• Posted 30-Oct-2019

Interreg EU project: Tackling climate change in the ‘Mediterranean way’

An EU-funded project aims to push for green and circular economy policies in the Mediterranean, in light of an alarming study which recently pointed out that temperatures in the region are escalating much faster than the global average.

Interreg MED Green Growth Community is a community of projects in the framework of Interreg-MED Program. Its main objective is to exchange green growth-related knowledge involving more than 100 partners, from public institutions to SMEs and regional authorities. The projects focus on different sectors of the economy, ranging, among others, from the agri-food sector to waste management and smart cities.

A scientific study conducted recently by the Mediterranean Experts on Climate and Environmental Change (MedECC) found that climate change has impacted the Mediterranean region to a large extent compared to the rest of the world. Temperatures in the region have risen by 1.5 degrees Celsius from the pre-industrial period, above the global average of 1.1 degrees Celsius. In addition, the study projected that droughts would become “more frequent and/or more intense”.

Many GGC projects focus on the environmental footprint of agriculture and explore innovative ways to mitigate it.

RELIVE Waste is one of these projects. It involves Italy, Cyprus, Spain and Bosnia-Herzegovina and will run until mid-2020. The project focuses on livestock and particularly intensive cattle and pig farming, which severely affects climate change in the region.

The objective is to convert livestock waste into organic high-value commercial fertilisers through the use of innovative technologies.
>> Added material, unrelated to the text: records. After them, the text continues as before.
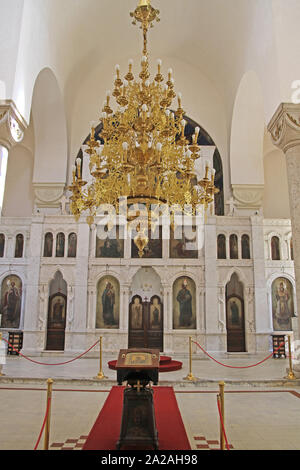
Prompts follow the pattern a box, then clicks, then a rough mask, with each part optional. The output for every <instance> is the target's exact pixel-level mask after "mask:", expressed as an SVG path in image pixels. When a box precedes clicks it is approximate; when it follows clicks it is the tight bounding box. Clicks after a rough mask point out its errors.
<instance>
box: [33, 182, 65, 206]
mask: <svg viewBox="0 0 300 470" xmlns="http://www.w3.org/2000/svg"><path fill="white" fill-rule="evenodd" d="M33 187H34V194H35V204H36V206H37V207H60V206H61V198H62V196H63V194H64V188H65V184H64V183H33Z"/></svg>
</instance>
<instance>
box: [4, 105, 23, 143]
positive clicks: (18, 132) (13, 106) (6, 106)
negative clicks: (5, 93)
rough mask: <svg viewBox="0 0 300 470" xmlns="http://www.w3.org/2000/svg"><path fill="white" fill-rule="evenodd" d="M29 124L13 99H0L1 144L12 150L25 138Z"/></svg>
mask: <svg viewBox="0 0 300 470" xmlns="http://www.w3.org/2000/svg"><path fill="white" fill-rule="evenodd" d="M27 127H28V124H27V122H26V121H25V119H24V118H23V116H22V115H21V113H20V112H19V111H18V109H17V107H16V105H15V103H14V102H13V101H12V100H2V101H1V100H0V145H3V146H4V147H6V148H7V150H10V149H11V148H12V147H13V146H14V145H16V144H18V143H20V142H21V141H22V140H23V137H24V132H25V130H26V129H27Z"/></svg>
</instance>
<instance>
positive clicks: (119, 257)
mask: <svg viewBox="0 0 300 470" xmlns="http://www.w3.org/2000/svg"><path fill="white" fill-rule="evenodd" d="M96 258H124V236H123V239H122V237H121V227H119V226H117V227H114V228H113V229H112V230H108V227H99V229H98V231H97V235H96Z"/></svg>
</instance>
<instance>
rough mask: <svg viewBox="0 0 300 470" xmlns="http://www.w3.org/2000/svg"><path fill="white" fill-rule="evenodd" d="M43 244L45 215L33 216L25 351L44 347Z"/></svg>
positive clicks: (26, 300) (44, 345)
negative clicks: (40, 310) (39, 318)
mask: <svg viewBox="0 0 300 470" xmlns="http://www.w3.org/2000/svg"><path fill="white" fill-rule="evenodd" d="M42 246H43V217H42V216H36V217H33V218H32V222H31V230H30V244H29V250H28V251H29V253H28V258H29V263H28V268H27V283H26V302H25V315H24V341H23V352H24V353H25V354H29V353H30V351H42V350H43V349H44V346H45V344H44V342H45V338H44V332H43V331H40V330H39V326H38V319H39V316H40V295H39V290H40V286H39V282H40V265H41V253H42Z"/></svg>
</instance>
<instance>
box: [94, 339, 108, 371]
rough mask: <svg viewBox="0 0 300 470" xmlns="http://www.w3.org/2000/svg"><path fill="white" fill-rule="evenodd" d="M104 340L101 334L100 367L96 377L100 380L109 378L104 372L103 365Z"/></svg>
mask: <svg viewBox="0 0 300 470" xmlns="http://www.w3.org/2000/svg"><path fill="white" fill-rule="evenodd" d="M102 341H103V338H102V336H100V369H99V372H98V375H97V377H96V378H97V379H98V380H103V379H107V377H105V375H104V373H103V367H102Z"/></svg>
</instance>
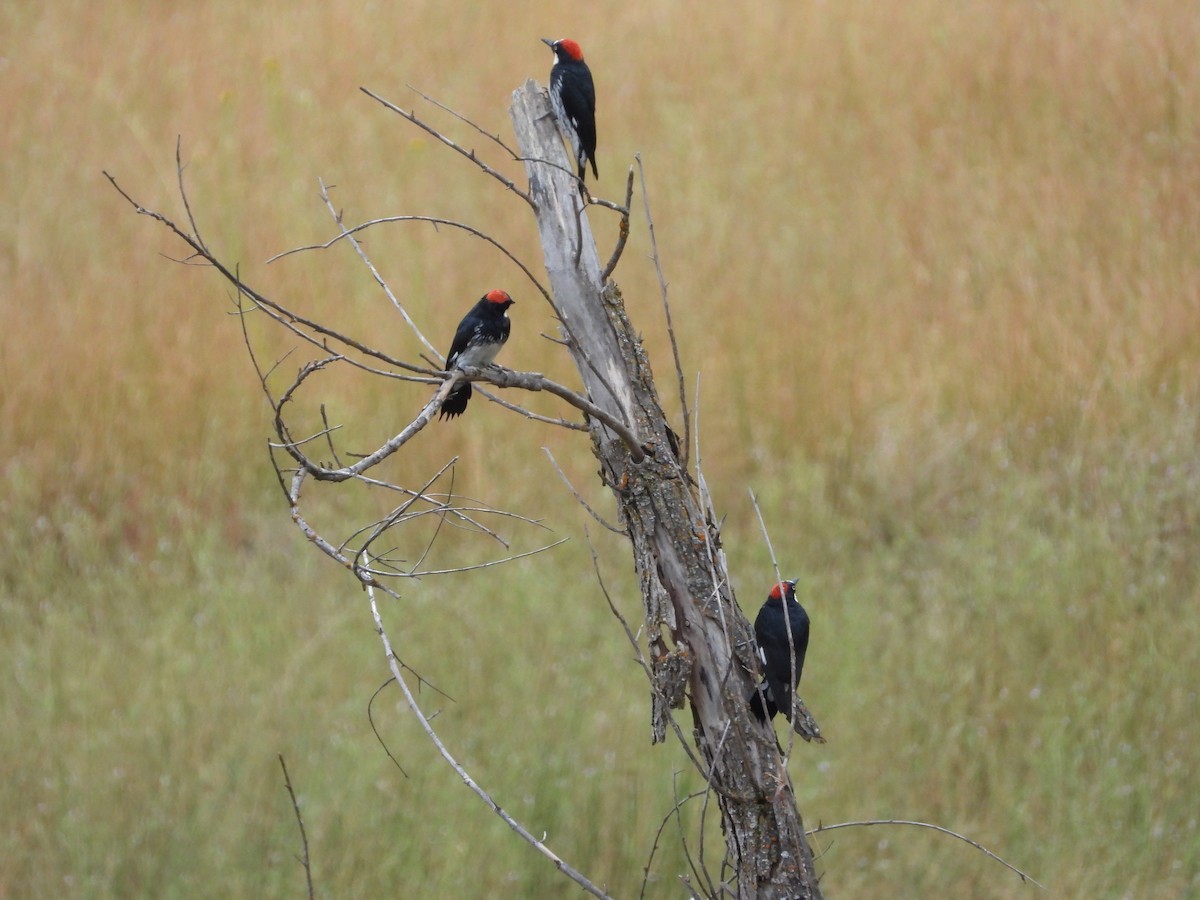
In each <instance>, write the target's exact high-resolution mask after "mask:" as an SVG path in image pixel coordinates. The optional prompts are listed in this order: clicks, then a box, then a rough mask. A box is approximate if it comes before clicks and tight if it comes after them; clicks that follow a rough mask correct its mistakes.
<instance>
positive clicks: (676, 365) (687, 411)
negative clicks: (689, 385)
mask: <svg viewBox="0 0 1200 900" xmlns="http://www.w3.org/2000/svg"><path fill="white" fill-rule="evenodd" d="M634 158H635V160H636V161H637V175H638V179H640V180H641V182H642V206H643V208H644V209H646V226H647V228H648V229H649V233H650V259H653V260H654V271H655V274H656V275H658V276H659V294H660V295H661V296H662V312H664V313H665V314H666V319H667V335H668V336H670V337H671V355H672V356H673V358H674V365H676V379H677V380H678V383H679V408H680V410H682V414H683V458H682V460H680V461H679V467H680V468H683V469H686V468H688V448H689V446H690V444H691V439H690V436H689V428H690V427H691V425H690V422H689V420H688V391H686V386H685V384H684V377H683V364H682V362H680V361H679V342H678V341H676V335H674V325H673V324H672V322H671V302H670V301H668V300H667V280H666V277H665V276H664V275H662V264H661V260H660V259H659V241H658V239H656V238H655V236H654V220H653V218H652V217H650V196H649V193H648V192H647V190H646V172H644V170H643V169H642V155H641V154H635V156H634Z"/></svg>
The result, according to the project, will not only lead to smart growth but will also create new business opportunities.
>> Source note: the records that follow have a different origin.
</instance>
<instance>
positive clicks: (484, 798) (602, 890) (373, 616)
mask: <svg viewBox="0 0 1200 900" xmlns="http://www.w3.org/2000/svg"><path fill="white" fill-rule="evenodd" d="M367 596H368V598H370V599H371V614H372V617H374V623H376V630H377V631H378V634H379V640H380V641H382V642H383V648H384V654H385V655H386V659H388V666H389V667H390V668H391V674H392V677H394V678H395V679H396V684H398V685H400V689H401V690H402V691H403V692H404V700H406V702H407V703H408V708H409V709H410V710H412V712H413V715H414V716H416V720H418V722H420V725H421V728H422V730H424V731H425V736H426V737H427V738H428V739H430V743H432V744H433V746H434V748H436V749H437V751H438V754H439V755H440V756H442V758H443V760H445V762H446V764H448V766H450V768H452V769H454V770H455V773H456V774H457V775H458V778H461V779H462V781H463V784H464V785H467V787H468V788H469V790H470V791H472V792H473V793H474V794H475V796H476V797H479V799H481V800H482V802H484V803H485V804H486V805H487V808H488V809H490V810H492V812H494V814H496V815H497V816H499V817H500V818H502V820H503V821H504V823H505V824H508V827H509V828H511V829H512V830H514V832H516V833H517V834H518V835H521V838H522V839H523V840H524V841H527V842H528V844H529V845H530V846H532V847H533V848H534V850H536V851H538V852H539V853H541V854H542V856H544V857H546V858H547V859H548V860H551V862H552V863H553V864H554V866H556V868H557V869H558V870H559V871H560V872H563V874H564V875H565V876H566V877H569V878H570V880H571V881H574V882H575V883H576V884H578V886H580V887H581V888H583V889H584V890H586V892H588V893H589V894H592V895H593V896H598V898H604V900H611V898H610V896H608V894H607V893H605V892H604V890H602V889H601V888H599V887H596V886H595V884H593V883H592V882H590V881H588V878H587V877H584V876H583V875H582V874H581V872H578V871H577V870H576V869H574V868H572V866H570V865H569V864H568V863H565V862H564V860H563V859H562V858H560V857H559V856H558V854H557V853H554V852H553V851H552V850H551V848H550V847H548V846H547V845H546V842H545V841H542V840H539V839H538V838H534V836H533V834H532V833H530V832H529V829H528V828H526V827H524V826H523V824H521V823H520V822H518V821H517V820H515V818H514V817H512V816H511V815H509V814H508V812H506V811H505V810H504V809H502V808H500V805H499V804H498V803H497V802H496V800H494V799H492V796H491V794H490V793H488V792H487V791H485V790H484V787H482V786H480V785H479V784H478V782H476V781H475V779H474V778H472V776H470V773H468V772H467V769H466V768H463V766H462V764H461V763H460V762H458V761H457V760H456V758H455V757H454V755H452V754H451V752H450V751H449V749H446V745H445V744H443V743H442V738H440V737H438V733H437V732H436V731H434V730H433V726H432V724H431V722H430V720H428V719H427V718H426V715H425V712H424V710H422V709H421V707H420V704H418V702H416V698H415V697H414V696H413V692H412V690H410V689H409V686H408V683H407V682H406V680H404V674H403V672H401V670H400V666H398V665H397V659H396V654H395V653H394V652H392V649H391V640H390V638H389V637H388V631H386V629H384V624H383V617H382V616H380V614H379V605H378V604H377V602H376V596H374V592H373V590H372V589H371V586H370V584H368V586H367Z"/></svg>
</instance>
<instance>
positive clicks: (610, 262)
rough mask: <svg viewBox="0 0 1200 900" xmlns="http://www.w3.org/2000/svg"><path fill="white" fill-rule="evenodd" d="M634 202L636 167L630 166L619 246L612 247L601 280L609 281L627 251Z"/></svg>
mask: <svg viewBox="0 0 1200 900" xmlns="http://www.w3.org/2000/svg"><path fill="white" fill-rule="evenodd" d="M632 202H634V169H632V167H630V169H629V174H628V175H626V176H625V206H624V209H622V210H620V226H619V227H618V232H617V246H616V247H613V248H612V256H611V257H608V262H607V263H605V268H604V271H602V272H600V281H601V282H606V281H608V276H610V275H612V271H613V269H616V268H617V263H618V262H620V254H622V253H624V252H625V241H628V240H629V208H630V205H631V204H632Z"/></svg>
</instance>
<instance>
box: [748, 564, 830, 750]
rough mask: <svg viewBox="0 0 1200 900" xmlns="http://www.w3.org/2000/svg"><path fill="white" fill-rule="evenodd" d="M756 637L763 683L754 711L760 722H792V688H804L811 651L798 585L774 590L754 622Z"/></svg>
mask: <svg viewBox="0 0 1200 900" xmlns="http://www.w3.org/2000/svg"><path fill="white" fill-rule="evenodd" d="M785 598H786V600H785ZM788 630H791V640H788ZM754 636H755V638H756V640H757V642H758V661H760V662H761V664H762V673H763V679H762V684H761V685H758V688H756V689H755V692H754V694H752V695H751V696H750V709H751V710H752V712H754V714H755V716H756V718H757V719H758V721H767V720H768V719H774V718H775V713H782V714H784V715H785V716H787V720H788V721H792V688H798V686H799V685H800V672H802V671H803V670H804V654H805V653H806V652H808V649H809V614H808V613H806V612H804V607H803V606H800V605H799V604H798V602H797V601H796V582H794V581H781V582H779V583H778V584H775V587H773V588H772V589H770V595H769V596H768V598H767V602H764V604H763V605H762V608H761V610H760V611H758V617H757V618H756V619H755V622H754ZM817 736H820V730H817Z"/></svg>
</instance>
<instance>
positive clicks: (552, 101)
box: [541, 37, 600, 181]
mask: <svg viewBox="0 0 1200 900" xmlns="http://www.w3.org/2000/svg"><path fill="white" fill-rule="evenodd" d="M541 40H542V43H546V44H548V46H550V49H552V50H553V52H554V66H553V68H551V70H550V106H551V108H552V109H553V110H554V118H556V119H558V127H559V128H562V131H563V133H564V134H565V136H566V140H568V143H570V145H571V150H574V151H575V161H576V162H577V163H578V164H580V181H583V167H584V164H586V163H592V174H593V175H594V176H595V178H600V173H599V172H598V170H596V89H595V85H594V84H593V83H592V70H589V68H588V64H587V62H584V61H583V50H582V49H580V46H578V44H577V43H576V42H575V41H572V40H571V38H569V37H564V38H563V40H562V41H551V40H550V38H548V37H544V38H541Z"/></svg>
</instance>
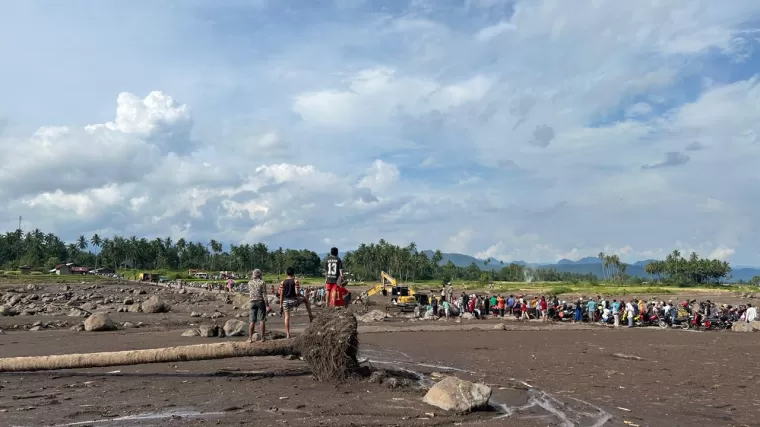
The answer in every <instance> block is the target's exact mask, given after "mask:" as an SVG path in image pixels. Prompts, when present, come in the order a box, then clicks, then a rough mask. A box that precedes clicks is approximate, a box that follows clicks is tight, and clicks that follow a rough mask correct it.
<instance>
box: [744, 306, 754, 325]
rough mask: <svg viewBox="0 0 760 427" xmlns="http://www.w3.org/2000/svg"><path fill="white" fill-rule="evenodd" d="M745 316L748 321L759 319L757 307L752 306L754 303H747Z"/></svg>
mask: <svg viewBox="0 0 760 427" xmlns="http://www.w3.org/2000/svg"><path fill="white" fill-rule="evenodd" d="M744 317H745V320H746V321H747V322H754V321H755V320H757V308H755V307H752V304H747V312H746V313H745V315H744Z"/></svg>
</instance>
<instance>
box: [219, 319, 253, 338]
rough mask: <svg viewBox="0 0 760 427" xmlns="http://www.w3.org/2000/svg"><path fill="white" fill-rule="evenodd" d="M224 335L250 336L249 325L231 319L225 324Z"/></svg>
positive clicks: (242, 322) (233, 336)
mask: <svg viewBox="0 0 760 427" xmlns="http://www.w3.org/2000/svg"><path fill="white" fill-rule="evenodd" d="M223 329H224V334H225V335H226V336H228V337H241V336H245V335H247V334H248V323H246V322H243V321H240V320H235V319H230V320H228V321H227V322H225V324H224V328H223Z"/></svg>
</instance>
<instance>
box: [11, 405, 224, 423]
mask: <svg viewBox="0 0 760 427" xmlns="http://www.w3.org/2000/svg"><path fill="white" fill-rule="evenodd" d="M210 415H224V412H200V411H194V410H192V409H187V408H186V409H174V410H169V411H163V412H148V413H144V414H137V415H125V416H123V417H114V418H103V419H100V420H88V421H77V422H73V423H65V424H54V425H52V426H51V427H74V426H84V425H87V426H91V425H95V424H101V425H108V426H120V425H121V426H134V425H139V424H140V423H141V422H142V421H155V420H162V419H167V418H172V417H179V418H196V417H207V416H210ZM13 427H22V426H13Z"/></svg>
Another project is CAMARG, whose aim is to help Mediterranean smallholders survive from the growing competition of mass retail business models.
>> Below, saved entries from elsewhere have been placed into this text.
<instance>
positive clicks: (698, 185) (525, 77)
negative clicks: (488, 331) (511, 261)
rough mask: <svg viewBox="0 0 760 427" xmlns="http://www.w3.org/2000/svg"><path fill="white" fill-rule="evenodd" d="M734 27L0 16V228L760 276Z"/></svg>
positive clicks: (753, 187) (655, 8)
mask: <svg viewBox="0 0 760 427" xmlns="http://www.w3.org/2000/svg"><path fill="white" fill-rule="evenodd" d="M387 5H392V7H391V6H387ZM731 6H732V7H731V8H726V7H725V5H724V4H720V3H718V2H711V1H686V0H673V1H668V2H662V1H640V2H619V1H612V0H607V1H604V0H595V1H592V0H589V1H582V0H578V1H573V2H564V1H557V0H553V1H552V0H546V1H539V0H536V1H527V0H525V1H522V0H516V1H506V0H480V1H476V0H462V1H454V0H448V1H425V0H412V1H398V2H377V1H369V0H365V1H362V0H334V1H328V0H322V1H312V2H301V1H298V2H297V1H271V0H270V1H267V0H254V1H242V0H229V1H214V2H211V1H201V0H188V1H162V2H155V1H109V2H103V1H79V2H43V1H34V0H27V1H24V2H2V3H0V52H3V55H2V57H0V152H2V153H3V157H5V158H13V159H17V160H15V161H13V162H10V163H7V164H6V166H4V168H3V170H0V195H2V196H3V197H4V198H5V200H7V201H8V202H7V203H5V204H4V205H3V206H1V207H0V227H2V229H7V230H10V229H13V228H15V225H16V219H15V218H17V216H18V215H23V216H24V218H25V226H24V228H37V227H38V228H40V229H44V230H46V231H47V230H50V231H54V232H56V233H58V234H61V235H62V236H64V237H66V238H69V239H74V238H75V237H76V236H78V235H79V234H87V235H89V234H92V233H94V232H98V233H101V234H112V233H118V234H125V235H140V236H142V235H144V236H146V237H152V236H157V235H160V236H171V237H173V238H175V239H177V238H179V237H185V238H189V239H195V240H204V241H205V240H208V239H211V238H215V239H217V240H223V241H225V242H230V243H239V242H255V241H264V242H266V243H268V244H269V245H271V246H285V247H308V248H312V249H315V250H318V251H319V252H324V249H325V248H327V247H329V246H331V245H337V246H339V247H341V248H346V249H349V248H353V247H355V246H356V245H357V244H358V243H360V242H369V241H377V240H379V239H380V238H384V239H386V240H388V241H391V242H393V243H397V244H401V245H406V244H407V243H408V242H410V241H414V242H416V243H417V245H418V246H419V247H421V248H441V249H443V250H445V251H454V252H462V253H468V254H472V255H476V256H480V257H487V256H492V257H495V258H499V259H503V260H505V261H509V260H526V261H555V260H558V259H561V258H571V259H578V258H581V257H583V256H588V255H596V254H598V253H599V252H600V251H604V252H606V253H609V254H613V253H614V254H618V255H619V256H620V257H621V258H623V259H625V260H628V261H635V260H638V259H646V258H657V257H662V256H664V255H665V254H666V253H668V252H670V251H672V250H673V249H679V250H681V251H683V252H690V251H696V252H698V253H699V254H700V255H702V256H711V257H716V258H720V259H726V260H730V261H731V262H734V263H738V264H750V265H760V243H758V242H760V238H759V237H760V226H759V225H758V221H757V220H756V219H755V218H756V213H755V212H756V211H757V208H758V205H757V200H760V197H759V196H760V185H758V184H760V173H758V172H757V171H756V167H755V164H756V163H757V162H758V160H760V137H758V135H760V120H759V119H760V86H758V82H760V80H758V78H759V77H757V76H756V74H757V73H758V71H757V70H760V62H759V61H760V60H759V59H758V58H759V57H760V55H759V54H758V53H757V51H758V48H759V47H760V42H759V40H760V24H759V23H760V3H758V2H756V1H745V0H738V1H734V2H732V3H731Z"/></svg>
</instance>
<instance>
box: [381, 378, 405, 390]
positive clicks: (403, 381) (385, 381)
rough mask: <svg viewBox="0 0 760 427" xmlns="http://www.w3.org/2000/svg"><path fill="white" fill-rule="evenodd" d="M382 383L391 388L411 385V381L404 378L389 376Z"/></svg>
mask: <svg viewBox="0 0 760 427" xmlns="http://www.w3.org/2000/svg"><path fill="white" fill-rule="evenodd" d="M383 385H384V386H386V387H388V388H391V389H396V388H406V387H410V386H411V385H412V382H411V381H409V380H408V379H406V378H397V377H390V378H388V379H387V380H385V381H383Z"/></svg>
Using the “zero-km approach”, its aim is to shorten the path between local farm producers and final consumers through an e-commerce service. In addition, it aims to increase the visibility of their high-quality products in the Mediterranean area.

The project resembles the concept of short food supply chains (SFSC), which was introduced in the last Common Agricultural Policy (CAP), providing consumers with healthy and fresh food products as well as increasing smallholders’ income.

Alessandra Sensi, from the Secretariat of the Union of the Mediterranean (UfM), an intergovernmental institution bringing together 43 countries to promote dialogue and cooperation, said the objective was to agree on a common agenda on the environment and climate change as well as blue economy.

She said in the years to come, the Mediterranean countries should grab the opportunity and take action.

“It’s an important opportunity not to miss out in order to make sure that our agenda is in line with the evidence that the Mediterranean region is a hot spot for climate change,” she told EURACTIV. She added this enhanced technical cooperation is not only limited among the European Mediterranean countries but it has also expanded to countries such as Jordan.

“Everything depends on transnational cooperation. Indeed, environmental problems have no border. So, there is no other way to tackle it than working together on an equal footing,” Sensi said.

Interreg MED Green Growth Community recently got the UfM “label” and now takes part in joint activities promoting sustainable solutions to tackle climate change in the region.

“This is actually a story of success,” Sensi said, adding that through this partnership, southern Mediterranean countries which are not part of an Interreg programme, for instance from northern Africa, will ultimately be able to join these projects.

“We are now looking into operational opportunities to coordinate with other regional programmes, but also to facilitate the process and ensure that the countries of the South which are actually currently not part of it can still join these activities.”